PİRHA – Demokratik Alevi Derneği (DAD) Mamak Şube Ana Fatma Cemevi, Seyit Rıza ve arkadaşlarının idam edilişlerinin 82. yıldönümünde anma gerçekleştirdi. Anmada devletin tarihle yüzleşmesi gerektiğin altı çizildi.
Haberin Videosu
DAD, Mamak Şube Ana Fatma Cemevi, 82 yıl önce idam edilen Seyit Rıza ve arkadaşlarını yaptığı program ile andı.
Anmaya Pir Sultan Abdal Kültür Derneği Mamak Şube başkan ve üyeleri, HDK, HDP ve DAD üyeleri katıldı.

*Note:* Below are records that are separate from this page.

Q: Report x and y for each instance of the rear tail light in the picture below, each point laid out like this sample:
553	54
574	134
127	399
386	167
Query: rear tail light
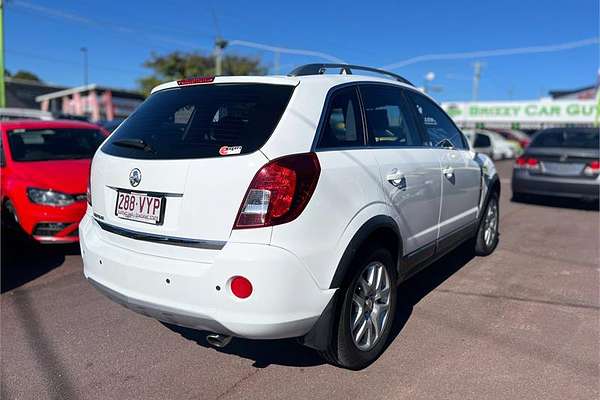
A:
592	168
89	188
279	191
525	162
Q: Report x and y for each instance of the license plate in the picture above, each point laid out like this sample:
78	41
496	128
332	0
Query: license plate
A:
140	207
562	168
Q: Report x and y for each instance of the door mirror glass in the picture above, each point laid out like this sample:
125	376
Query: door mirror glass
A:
482	141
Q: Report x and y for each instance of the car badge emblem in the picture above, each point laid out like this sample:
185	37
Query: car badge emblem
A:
135	177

Seyit Rıza ve arkadaşları için çerağı yakıp saygı duruşundan sonra DAD Mamak Şube Ana Fatma Cemevi eş başkanı Hasan Altun şu konuşmayı yaptı:
“Rêya Hakk Alevi inancında her varlık Hakk’ın bir parçası olarak kabul edilmektedir. Bu hakikatten hareketle insan Hakk’ın nurunu, ruhunu ve bilincini taşır. Elbette ki bir canı dara kaldırmak onu yok etmek değildir. Biliyoruz ki inancımızda ceza var, eza yoktur. Doğru zamanda Hakk kelamını söylemek ibadetten sayılır. Yine yol bize öğretmiş ki, sorumluluk oranına göre darınız kurulur. Burada önemli ve iyi olan şeyleri temsil etmek ve yaşamaktır. İyi düşünen, zamanında iyi kelamı ibadetten sayan, her ikisini Hakk aşkı ve Xızır gayreti ile birleştiren her can bizim için değerlidir. Arsıza, nursuza, pirsize, hırsıza, ahlaksız devlet yetkililerine karşı yolun aklını esas alan bir duruş, sorumluluk ve şeffaf ilişkiler geliştirme elbette ki istenendir.

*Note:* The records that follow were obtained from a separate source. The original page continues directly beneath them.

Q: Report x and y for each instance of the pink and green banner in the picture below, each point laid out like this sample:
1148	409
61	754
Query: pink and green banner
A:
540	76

Kefensiz yatanlarımız, dara gidenlerimiz, serden geçtikleri için pir kabul edildiler. Normal zamanlarda hükmün ertelenmesi hem inancımızda hem de ceza hukukunda mevcuttur. Toplumun darda ve zorda olduğu, olağanüstü dönemlerde, kaos ve kriz durumunda Hakk meydanında direnişin ruhuyla hareket etmek gerekir.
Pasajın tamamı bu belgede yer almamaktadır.